Georgia Durga served as state delegate at DC aging conference

By Carol South
Herald contributing writer

      Starting this year, the first of 78 million Baby Boomers will be turning 60 - a wave of humanity that has already started retiring.
      How will they retire, afford health care, keep up with rising living costs, meet their medical needs? What public services will this population bulge need?
      Delegates to the 2005 White House Conference on aging grappled with these issues and more - with some terming it a crisis that needs advance preparation and planning. Georgia Durga, director of the Grand Traverse County Commission on Aging, did not agree that these events constituted a crisis, but the population shifts require attention.
      Part of the Michigan delegation, Representative Dave Camp appointed Durga to the post, which took her to Washington, D.C., for the conference in mid-December. Delegates attended the conference from around the nation,
      Reporting on her experiences there, Durga spoke to approximately 100 attendees Thursday during a luncheon meeting at the Park Place Dome. Her talk was sponsored jointly by the Grand Traverse County Commission on Aging with the Grand Traverse Pavilions and the Aging Institute of Michigan.
      "I felt lucky and very fortunate to be able to go," she said. "The experience was the experience of a lifetime."
      Every ten years or so since 1961, the White House Conference on Aging convenes to grapple with a host of issues related to seniors. The goal of the gathering is to guide politicians as they develop and set aging policies for the federal, state and local governments. A final conference report will be issued in June.
      At the 2005 conference, subtitled The Booming Dynamics of Aging, attendees voted on 73 resolutions that had been prepared in advance. Durga said the resolutions were mailed to them about three weeks before the event and delegates were expected to read them ahead of time. These resolutions were compiled after two years of public hearings around the country, which reached more than 130,000 people.
      At the conference, delegates chose the top 50, ranked their importance and then discussed policy options and implications of those deemed most crucial.
      "We had to be fiscally responsible and consider technology," said Durga, who noted that the conference stressed looming cash flow problems of Medicare and Social Security. "We all need to look at how we do business or we are all going to be in trouble."
      "We couldn't modify what was up there, we were not allowed to add or delete from the resolutions," she added.
      The aging of the Baby Boomers was the conference's main focus with issues revolving around health and long-term living, planning along the life span of retirement, elder friendly communities, civic and social programs, volunteers, technology and innovations that may help seniors.
      Another topic was the workplace of the future, an important consideration given that there are not enough younger workers to replace retiring Baby Boomers.
      "They talked about a workforce talent drain," Durga said. "They talked about how to look at retirement differently, like a sabbatical or different job."

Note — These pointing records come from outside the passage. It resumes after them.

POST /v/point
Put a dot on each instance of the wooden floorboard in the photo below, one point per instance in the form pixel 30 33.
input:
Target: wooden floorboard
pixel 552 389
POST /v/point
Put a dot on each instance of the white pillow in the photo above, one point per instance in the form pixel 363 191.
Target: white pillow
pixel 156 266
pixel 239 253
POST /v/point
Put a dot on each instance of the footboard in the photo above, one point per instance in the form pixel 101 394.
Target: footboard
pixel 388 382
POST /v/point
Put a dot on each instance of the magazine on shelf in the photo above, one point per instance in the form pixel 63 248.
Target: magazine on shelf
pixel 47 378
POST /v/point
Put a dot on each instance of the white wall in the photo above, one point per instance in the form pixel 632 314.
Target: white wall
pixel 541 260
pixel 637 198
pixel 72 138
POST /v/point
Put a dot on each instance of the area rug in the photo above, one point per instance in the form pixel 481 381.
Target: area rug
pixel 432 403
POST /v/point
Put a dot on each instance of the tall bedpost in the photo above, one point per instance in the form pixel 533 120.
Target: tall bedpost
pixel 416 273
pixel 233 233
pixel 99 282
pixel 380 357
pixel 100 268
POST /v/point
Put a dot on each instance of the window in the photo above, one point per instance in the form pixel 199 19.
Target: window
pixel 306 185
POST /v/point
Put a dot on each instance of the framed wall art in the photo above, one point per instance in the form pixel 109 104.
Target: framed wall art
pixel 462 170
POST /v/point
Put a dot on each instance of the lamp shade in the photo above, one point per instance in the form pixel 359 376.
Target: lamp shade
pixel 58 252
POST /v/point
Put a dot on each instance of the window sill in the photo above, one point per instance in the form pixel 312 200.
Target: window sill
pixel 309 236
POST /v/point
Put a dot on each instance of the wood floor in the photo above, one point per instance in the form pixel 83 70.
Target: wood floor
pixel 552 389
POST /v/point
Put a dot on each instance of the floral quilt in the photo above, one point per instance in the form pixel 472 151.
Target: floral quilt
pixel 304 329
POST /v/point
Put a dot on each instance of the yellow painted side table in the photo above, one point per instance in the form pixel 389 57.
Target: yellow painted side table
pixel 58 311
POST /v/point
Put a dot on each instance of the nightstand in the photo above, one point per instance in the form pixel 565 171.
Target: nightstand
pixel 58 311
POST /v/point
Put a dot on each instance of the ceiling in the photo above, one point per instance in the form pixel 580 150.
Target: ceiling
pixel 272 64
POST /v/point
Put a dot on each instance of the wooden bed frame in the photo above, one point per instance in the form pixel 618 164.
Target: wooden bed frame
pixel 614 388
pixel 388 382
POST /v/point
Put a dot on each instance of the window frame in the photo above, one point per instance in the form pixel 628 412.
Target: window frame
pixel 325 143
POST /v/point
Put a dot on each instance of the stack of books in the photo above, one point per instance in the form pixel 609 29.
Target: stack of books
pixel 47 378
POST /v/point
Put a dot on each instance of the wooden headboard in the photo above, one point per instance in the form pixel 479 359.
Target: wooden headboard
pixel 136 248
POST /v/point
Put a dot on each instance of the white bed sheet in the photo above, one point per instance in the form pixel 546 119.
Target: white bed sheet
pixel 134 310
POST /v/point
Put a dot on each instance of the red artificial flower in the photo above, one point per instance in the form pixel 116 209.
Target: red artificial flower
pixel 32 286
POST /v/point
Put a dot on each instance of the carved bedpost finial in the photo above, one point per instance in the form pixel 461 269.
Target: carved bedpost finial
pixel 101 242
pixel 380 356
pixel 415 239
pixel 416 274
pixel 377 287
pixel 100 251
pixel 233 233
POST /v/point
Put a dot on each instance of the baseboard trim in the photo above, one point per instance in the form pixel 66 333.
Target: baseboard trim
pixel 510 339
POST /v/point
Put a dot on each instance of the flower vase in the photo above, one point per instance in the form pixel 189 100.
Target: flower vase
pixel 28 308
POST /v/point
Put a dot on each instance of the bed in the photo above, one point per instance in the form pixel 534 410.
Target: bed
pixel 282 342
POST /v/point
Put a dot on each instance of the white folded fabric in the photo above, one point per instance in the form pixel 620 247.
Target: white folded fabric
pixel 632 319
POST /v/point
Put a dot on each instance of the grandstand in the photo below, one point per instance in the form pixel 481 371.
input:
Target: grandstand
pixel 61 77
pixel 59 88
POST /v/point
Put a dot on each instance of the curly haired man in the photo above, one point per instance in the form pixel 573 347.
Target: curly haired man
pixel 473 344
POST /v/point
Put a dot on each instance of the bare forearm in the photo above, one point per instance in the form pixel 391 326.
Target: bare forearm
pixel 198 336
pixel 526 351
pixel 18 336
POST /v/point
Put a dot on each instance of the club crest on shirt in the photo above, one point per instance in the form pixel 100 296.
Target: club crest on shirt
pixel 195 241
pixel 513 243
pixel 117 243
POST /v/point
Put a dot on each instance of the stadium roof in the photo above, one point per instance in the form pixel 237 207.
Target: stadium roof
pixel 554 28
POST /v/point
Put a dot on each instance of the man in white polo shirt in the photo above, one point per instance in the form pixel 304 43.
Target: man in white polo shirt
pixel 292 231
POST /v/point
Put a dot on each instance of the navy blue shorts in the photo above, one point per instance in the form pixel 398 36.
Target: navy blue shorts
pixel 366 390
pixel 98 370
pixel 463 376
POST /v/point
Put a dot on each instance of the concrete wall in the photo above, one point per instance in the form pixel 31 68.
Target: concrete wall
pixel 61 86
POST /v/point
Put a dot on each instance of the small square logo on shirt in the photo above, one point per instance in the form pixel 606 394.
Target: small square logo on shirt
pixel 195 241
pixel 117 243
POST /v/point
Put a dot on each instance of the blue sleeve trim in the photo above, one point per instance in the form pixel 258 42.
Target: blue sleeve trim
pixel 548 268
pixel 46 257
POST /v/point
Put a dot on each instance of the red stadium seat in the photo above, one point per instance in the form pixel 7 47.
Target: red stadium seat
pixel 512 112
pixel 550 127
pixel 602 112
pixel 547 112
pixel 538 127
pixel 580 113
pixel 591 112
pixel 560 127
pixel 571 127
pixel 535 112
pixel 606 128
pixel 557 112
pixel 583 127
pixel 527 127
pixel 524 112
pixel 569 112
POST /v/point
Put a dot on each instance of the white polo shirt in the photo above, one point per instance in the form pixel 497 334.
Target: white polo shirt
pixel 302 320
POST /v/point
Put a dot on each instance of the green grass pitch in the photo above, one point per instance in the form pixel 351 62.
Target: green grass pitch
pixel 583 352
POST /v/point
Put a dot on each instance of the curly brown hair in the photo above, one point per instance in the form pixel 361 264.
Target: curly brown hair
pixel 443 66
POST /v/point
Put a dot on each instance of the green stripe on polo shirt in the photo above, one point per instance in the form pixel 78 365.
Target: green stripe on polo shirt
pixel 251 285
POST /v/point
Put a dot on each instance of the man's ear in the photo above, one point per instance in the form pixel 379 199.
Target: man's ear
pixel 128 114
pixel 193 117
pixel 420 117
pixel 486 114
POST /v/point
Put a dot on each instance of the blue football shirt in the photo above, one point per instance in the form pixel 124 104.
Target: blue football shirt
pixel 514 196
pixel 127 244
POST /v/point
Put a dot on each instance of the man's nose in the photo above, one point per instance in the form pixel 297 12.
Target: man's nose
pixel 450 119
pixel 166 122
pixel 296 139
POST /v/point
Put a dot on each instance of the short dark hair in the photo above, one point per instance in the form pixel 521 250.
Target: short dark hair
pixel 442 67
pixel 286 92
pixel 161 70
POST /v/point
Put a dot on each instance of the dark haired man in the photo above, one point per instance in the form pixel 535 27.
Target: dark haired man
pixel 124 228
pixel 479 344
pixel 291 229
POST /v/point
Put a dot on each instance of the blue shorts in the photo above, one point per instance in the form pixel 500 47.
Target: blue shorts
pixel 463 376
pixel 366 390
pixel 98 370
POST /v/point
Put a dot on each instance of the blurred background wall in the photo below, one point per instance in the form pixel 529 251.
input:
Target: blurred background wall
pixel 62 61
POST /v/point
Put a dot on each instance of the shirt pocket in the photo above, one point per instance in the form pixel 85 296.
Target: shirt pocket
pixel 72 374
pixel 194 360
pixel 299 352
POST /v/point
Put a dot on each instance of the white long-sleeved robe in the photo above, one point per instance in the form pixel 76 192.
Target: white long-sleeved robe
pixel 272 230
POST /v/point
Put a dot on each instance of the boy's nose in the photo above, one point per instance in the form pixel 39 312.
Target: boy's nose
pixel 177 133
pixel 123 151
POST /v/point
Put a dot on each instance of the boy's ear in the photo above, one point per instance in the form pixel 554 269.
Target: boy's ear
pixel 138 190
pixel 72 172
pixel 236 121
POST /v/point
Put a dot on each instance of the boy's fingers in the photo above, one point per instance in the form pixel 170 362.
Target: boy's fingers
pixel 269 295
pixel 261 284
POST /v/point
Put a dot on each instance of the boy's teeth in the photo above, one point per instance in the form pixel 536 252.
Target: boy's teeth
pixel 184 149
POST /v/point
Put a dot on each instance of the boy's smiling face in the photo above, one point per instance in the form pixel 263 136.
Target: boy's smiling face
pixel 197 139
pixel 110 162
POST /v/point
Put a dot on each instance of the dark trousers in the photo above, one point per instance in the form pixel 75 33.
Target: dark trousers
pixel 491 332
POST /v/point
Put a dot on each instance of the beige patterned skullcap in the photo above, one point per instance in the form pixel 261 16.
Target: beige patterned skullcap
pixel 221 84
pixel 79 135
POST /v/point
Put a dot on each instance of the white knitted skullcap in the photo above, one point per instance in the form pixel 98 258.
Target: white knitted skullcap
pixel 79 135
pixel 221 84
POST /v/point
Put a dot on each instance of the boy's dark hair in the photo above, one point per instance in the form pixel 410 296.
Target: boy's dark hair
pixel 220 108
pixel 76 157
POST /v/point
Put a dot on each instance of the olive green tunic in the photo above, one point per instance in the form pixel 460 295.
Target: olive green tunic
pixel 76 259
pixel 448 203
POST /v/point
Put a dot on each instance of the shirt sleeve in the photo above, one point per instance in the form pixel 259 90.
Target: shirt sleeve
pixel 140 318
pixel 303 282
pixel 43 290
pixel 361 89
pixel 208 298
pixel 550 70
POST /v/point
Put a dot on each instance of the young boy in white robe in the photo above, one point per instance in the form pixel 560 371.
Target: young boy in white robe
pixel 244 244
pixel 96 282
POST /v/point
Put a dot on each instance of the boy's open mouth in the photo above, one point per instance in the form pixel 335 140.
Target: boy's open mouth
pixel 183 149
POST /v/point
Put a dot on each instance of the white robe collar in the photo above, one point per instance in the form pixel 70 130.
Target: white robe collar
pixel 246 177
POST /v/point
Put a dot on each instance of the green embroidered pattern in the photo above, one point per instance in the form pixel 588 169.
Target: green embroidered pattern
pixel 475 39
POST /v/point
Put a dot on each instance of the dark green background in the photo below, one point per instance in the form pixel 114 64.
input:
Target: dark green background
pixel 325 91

      "In this culture we do not respect wisdom and aging," she added. "We need to think about aging as a resource instead of a drain on the economy."
      Durga fielded questions at her talk Thursday in Traverse City about robots, Medicare Part D, health problems of younger people and elders with disabilities.
      "Not much talk about rural-urban issues at all, just bringing people together again," answered Durga to an audience question relating to the region's rural character.